Friday, May 15, 2009

Legs akimbo, mouths agog, nothing smarts as much as a flung fist to the face

Have you ever watched a small child frantically mashing its own fist into its face, along with whatever food it can slide in there, knowing that the simple pleasure of a) sucking ones own fist, and b) mashing food into ones own face for absorption later is a simple pleasure that whilst for now, makes that kid the happiest it will ever be, that happiness wont last forever.

Someone will come along and mop up the mess, and introduce cutlery, and napkins, and polite dinner conversation. Someone will come along and break the spirit of that small child, but at the same time, give it the skills it needs to be able to eat solid food, at a dinner table.. without using its hands as utensils.

Sometimes when I watch students out on the dance floor, its like watching them remember their fist/face mashing childhood, and the happiness on their faces is priceless.. but someone has to come along and give these guys some cutlery.

In this instance cutlery is a metaphor for spacial awareness. I know how hard it is to dance (I just make it look easy by winking at people and using jazz hands), let alone follow/lead well, take care of my partner, remember the moves, listen to the music, make sure I don't fall on my bum.. the one thing that seems to catch us all out the most - is adding spacial awareness into that mix.

The Wednesday just gone, was a combo of roller derby, dodgem cars, swing dancing, and kung fu.. it looked great, but once in the mix, I began fearing for not only my pretty pretty face, but for limb and life!

The floor was crowded (yay), the music was fast (yay), the dancers were pumped (yay), the spacial awareness was fail (boo). Weather you are a lead or a follow, it is so important that you are aware of not only your body (and limbs) but your partners body and limbs and all of those bodies and limbs around you. Its not enough to hope that someone will move out of the way for you, its not enough to yell out duck and hope that everything is ok, and its not enough to say sorry after a bump, only to do it again at the end of the next set of 8.

We all dance to have fun, and fun we will have, but on nights like the Wednesday just gone, we needed to have more fun on the inside, less fun on the outside. Turns need to be led tighter when the floor is crowded and fast, moves like massive swing outs are not ok! Ladies who know about the air, hair and derriere need to remember, that we are soft and delicate flowers (or that's what we want people to believe), we don't want to be ska dancing, windmill attackers!

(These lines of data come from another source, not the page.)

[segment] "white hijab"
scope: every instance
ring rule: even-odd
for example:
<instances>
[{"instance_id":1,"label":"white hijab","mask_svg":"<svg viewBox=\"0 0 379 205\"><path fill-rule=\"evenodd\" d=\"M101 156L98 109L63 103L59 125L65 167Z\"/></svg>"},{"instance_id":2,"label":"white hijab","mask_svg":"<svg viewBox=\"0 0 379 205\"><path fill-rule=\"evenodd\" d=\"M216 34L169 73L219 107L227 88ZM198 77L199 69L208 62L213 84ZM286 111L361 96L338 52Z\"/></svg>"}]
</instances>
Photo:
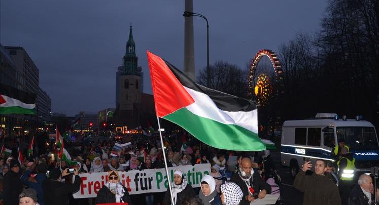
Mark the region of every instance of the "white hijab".
<instances>
[{"instance_id":1,"label":"white hijab","mask_svg":"<svg viewBox=\"0 0 379 205\"><path fill-rule=\"evenodd\" d=\"M213 193L215 191L215 189L216 189L216 182L215 181L215 179L213 179L213 177L212 176L204 175L204 176L202 177L202 179L201 179L201 182L206 182L209 185L209 188L211 189L210 194L211 193Z\"/></svg>"}]
</instances>

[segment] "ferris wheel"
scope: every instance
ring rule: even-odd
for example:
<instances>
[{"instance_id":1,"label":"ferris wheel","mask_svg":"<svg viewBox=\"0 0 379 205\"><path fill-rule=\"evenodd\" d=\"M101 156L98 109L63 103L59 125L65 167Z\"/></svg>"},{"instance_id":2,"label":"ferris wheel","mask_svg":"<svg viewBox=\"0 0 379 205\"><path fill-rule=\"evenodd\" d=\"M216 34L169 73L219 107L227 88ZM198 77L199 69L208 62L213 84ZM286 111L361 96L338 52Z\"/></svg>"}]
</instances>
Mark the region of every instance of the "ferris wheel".
<instances>
[{"instance_id":1,"label":"ferris wheel","mask_svg":"<svg viewBox=\"0 0 379 205\"><path fill-rule=\"evenodd\" d=\"M274 53L261 50L251 61L248 95L258 105L265 107L283 93L283 71Z\"/></svg>"}]
</instances>

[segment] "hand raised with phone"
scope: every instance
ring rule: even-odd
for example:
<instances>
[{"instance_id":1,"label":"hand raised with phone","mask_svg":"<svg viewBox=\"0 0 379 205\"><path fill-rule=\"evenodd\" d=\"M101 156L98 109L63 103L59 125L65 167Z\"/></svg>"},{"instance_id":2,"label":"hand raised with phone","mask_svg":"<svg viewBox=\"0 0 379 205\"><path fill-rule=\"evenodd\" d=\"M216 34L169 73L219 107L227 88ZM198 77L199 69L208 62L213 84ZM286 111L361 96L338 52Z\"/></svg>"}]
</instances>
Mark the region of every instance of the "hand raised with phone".
<instances>
[{"instance_id":1,"label":"hand raised with phone","mask_svg":"<svg viewBox=\"0 0 379 205\"><path fill-rule=\"evenodd\" d=\"M305 172L307 170L311 170L312 169L312 163L310 161L305 161L302 167L301 170Z\"/></svg>"}]
</instances>

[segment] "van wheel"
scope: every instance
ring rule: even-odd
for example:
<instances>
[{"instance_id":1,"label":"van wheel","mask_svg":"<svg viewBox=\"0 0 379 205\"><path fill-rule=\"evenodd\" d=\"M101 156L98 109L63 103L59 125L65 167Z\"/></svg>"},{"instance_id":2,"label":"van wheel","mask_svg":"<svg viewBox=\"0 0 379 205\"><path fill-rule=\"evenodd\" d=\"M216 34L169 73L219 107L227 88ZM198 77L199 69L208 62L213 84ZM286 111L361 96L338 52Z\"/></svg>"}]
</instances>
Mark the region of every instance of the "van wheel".
<instances>
[{"instance_id":1,"label":"van wheel","mask_svg":"<svg viewBox=\"0 0 379 205\"><path fill-rule=\"evenodd\" d=\"M299 172L299 166L297 163L295 161L292 161L290 165L290 174L292 177L295 178Z\"/></svg>"}]
</instances>

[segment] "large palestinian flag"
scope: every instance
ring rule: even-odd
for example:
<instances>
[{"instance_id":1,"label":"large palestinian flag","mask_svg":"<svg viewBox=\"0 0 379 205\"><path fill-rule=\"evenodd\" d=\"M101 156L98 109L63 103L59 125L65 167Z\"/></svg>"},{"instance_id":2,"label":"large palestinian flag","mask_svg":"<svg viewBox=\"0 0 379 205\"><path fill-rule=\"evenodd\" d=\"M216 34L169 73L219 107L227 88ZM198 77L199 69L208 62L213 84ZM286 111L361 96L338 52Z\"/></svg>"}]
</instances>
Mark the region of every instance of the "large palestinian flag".
<instances>
[{"instance_id":1,"label":"large palestinian flag","mask_svg":"<svg viewBox=\"0 0 379 205\"><path fill-rule=\"evenodd\" d=\"M158 116L220 149L266 149L258 136L255 103L197 85L169 63L147 52Z\"/></svg>"},{"instance_id":2,"label":"large palestinian flag","mask_svg":"<svg viewBox=\"0 0 379 205\"><path fill-rule=\"evenodd\" d=\"M0 114L36 114L36 94L0 84Z\"/></svg>"}]
</instances>

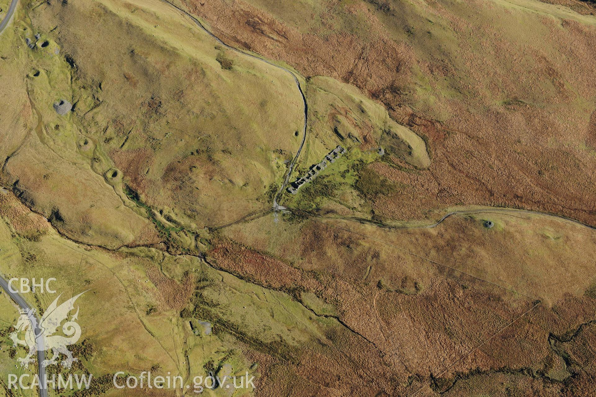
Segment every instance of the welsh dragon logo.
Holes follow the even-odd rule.
[[[60,354],[66,357],[61,362],[64,368],[70,368],[73,363],[77,361],[66,346],[76,343],[80,337],[80,326],[76,323],[79,317],[78,306],[76,312],[72,315],[70,320],[68,320],[68,317],[74,309],[74,302],[83,293],[85,292],[82,292],[58,306],[58,299],[62,295],[60,294],[44,313],[39,320],[39,326],[35,309],[20,311],[21,316],[15,326],[17,330],[10,334],[10,338],[14,346],[21,345],[29,349],[26,357],[17,359],[21,367],[27,368],[30,363],[35,361],[35,352],[42,350],[51,350],[54,355],[51,359],[44,360],[42,365],[44,367],[57,364]],[[62,332],[66,336],[54,335],[58,327],[65,320],[68,321],[62,326]],[[18,334],[23,331],[25,332],[24,339],[19,339]]]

I feel like im the one giving out the cutlery here. What i want to avoid is killing every ones spirit, I don't want people to go out onto the floor with a board and heavy heart, but I need for everyone, to curb their own joy, if its going to be a risky move for those around them.

I think I will talk more about it in class (as I'm sure the other teachers will do), because at the end of the day, a safe floor is far better than a roller derby disco inferno of slap and tickle madness (not that it sounds like it), but i want to plant the seed out there. Swing dancing is a discipline (yeah like karate!!), sometimes the fun temporarily goes in lieu of responsibility, but when youve learnt how to duck and dodge and abort moves and still have fun, I honestly think it will increase the joy ten fold.

This mixed up metaphor is not just for the newbies, its for everyone who social dances, as is this message: NO AERIALS PLEASE! I know there has been a new wave of off the floor madness on Tuesday nights (with Barry and Stacey), and i personally am a fiend for a frog jump or five, and if we are responsible enough to learn aerials, we need to be responsible enough to know when to use them. As a general rule, you need a guaranteed two meter radius of safety around you and your partner, you need to be 100% sure that no one will cop a flying leg/arm/torso to the face. You need to be able to communicate your actions to your partner and often a hoi out to anyone anywhere else on the dance floor.

I cant tell you to never ever do them, but I can tell you that the Queens Head on a Wednesday night is not the best time to try them, especially a night like the one we just had, with a fast and crowded dance floor.

Right I think I've said what I need to say, and I hope that even when we are all being carefull, we can all still hear how much fun has been had (Sally.. we all know I'm talking about your infectious laughter here).

If you have any questions about how to manouver your partner out of danger and into safety, or if you would like some help knowing what the boudaries are, please ask your teachers.. its not like at school, we are actually here to help!!

Love, kisses and fists full of face mashing goodness to you all!!